Geographical broadband coverage — measuring physical land area rather than population — remained stagnant at 82.1%, a sign that operators are not expanding into new territories but rather densifying coverage in already-served areas.

Perhaps most concerning is the failure to connect government facilities as required under spectrum licensing obligations tied to the March 2022 spectrum auction. Of 21,878 government facilities that operators were mandated to connect, only 4,377 — just 20% — had been connected by October 2025. The backlog includes an alarming 13,850 schools, 2,669 public health facilities, 702 traditional authorities, and 280 libraries.
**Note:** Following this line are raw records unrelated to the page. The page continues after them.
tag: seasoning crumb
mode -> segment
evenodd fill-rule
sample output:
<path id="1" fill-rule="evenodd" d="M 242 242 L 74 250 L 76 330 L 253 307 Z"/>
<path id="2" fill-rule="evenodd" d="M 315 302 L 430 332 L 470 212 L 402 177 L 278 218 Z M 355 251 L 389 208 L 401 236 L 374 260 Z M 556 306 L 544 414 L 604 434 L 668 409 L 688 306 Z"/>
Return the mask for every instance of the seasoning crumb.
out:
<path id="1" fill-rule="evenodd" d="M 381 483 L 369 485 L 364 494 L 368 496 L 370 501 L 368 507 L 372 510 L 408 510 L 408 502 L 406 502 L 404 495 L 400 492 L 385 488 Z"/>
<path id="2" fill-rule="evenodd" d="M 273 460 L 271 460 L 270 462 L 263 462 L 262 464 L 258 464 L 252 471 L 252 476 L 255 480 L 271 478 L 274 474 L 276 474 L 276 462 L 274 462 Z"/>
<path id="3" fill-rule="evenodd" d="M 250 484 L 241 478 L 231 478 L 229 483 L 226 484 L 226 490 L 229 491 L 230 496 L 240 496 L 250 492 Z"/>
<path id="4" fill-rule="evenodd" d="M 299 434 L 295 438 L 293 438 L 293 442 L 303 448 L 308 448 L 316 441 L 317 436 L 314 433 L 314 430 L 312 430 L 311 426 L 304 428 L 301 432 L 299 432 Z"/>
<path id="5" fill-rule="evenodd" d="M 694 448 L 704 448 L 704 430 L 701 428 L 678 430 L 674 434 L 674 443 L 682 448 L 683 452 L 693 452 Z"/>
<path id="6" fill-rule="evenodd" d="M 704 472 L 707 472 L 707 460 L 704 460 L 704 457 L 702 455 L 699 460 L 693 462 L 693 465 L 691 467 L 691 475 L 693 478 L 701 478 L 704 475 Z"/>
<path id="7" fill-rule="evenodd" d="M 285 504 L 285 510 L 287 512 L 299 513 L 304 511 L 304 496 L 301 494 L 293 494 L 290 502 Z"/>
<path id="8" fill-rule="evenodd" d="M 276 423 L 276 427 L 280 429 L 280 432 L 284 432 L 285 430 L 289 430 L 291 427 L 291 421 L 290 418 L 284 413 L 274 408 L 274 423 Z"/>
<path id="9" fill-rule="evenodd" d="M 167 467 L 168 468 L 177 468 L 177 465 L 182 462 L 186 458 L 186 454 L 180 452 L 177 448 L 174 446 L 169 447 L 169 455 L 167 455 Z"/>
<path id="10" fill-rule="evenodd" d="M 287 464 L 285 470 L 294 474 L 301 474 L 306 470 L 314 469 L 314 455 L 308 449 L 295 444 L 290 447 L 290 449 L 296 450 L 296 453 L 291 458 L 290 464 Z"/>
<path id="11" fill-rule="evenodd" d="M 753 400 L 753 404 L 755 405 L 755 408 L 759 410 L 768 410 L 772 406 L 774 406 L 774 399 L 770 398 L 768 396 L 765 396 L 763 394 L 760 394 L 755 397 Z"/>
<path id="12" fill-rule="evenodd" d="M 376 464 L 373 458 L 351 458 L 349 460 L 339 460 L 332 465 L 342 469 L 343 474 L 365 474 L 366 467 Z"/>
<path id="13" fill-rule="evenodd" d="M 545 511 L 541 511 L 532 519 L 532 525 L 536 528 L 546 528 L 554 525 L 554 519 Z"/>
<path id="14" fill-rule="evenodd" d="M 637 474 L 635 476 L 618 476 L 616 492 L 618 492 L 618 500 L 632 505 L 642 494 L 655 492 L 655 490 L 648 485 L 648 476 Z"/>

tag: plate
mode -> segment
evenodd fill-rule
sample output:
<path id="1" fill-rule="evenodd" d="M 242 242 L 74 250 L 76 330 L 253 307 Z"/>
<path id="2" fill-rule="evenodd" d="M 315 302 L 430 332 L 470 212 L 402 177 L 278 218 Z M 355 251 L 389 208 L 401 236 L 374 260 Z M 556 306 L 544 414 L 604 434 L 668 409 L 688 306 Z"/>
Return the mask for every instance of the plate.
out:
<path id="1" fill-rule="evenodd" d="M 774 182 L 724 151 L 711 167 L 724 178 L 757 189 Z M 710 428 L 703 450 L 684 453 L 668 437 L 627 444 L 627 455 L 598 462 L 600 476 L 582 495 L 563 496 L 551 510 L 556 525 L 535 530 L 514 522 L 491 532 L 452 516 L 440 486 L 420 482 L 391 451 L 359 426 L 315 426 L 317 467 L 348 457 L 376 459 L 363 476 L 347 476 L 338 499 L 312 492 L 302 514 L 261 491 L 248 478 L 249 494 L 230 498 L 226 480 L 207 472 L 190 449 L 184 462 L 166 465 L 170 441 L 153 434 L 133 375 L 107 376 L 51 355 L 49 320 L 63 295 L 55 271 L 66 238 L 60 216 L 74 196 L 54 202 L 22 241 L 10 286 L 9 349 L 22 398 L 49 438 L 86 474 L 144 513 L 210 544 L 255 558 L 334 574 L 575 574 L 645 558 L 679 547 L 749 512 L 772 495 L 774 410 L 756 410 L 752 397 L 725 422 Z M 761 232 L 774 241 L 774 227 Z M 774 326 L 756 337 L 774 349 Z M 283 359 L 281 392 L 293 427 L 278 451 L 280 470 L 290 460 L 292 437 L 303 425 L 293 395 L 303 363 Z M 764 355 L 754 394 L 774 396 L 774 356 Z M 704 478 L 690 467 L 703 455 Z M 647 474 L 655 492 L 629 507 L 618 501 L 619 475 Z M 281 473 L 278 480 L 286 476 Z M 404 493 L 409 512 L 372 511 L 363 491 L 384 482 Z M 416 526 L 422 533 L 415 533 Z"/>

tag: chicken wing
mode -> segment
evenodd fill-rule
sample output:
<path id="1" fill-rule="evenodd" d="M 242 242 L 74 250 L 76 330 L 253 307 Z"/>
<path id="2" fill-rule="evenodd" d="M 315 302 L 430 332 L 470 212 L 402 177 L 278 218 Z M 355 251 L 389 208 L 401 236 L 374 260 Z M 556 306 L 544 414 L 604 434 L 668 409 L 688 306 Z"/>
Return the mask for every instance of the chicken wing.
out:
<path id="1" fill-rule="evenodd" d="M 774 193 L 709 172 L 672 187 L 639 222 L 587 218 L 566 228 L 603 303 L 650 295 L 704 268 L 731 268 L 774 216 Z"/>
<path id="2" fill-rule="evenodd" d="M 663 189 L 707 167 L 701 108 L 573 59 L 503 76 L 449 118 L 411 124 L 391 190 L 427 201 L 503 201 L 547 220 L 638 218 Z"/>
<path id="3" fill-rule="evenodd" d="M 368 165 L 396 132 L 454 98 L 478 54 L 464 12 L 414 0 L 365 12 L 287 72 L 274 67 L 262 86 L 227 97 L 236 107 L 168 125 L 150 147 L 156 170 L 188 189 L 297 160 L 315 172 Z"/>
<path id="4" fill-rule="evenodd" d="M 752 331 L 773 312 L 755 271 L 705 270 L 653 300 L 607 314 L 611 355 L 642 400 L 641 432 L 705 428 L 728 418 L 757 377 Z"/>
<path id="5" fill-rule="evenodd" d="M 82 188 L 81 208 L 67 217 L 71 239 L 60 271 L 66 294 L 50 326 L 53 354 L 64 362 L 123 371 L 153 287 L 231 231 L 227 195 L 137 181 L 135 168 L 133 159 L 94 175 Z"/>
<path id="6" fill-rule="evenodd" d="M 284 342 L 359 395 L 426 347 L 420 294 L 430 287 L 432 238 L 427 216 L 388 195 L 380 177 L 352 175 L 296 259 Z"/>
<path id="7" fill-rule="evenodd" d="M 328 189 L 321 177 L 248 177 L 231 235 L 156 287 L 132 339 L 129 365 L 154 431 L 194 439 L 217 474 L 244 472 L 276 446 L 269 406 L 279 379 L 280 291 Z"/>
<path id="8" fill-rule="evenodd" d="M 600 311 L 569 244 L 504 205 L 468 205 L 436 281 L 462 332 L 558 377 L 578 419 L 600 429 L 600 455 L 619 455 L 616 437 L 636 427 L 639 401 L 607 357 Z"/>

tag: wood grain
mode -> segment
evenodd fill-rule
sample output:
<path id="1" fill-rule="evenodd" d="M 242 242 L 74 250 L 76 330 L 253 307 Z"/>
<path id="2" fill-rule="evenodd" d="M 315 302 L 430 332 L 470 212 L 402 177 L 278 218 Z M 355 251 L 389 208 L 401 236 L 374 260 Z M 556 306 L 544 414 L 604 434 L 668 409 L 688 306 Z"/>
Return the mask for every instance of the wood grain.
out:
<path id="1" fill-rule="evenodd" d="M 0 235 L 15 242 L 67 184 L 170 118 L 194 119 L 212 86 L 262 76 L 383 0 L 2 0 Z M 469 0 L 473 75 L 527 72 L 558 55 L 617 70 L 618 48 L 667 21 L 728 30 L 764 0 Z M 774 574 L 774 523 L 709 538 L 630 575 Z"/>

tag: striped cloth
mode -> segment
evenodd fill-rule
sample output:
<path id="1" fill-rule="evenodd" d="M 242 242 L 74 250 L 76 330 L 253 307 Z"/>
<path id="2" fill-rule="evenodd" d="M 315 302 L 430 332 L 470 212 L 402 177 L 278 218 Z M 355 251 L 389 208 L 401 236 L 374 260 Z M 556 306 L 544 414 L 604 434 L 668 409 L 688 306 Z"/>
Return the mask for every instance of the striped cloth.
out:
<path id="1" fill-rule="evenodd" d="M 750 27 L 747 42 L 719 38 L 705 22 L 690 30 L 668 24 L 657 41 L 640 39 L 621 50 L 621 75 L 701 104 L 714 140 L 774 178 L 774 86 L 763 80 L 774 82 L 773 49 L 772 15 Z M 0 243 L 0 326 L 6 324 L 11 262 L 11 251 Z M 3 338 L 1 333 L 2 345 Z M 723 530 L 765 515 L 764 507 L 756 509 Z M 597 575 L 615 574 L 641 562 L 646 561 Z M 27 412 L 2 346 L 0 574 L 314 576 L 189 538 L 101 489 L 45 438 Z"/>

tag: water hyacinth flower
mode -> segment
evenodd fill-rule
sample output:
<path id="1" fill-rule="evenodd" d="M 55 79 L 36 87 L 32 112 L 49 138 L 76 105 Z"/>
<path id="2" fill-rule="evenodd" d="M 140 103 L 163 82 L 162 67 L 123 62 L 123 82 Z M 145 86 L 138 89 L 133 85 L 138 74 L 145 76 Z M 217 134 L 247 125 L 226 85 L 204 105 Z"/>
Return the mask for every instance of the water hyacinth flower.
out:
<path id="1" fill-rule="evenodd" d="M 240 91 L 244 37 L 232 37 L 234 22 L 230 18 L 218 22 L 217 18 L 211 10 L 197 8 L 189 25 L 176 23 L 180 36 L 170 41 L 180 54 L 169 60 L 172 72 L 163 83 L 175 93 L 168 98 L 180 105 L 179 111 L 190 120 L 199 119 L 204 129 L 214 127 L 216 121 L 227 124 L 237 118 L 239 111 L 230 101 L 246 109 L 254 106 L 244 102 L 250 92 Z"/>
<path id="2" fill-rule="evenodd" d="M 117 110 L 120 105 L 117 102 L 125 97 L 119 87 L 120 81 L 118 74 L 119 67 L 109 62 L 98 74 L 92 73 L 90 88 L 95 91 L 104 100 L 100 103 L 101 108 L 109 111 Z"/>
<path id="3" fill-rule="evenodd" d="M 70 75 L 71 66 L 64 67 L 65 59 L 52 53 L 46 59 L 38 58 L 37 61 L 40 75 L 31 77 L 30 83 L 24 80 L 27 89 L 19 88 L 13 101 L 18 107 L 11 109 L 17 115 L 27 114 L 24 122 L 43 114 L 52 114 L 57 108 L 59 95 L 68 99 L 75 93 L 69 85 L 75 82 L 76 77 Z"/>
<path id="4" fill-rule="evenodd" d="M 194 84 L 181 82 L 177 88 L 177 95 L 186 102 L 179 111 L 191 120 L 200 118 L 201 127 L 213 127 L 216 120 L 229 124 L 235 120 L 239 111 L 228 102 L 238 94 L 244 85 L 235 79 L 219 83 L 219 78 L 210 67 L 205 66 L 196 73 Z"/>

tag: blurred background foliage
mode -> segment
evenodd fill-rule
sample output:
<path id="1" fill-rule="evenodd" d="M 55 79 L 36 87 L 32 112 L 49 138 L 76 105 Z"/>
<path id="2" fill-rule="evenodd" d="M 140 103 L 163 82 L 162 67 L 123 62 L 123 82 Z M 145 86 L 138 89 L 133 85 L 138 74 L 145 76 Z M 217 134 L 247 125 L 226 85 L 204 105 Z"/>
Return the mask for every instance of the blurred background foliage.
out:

Icasa did not mince its words in the report, stating that the current pace of rollout appears insufficient to meet national digital transformation goals and calling for “stronger monitoring, enforcement and possibly additional investment” to speed up facility connections.

On the affordability front, there is at least one positive signal — smartphone entry prices have dropped to R399, reducing device cost as a barrier to access. But affordable handsets mean little when the network infrastructure behind them is outdated or absent altogether.

South Africa’s 5G story is one of two nations — a rapidly digitising urban economy and a rural population still waiting for the promises of the spectrum auction to be fulfilled. Without stronger regulatory enforcement and deliberate investment in underserved provinces, the digital divide risks becoming a permanent feature of the country’s connectivity landscape.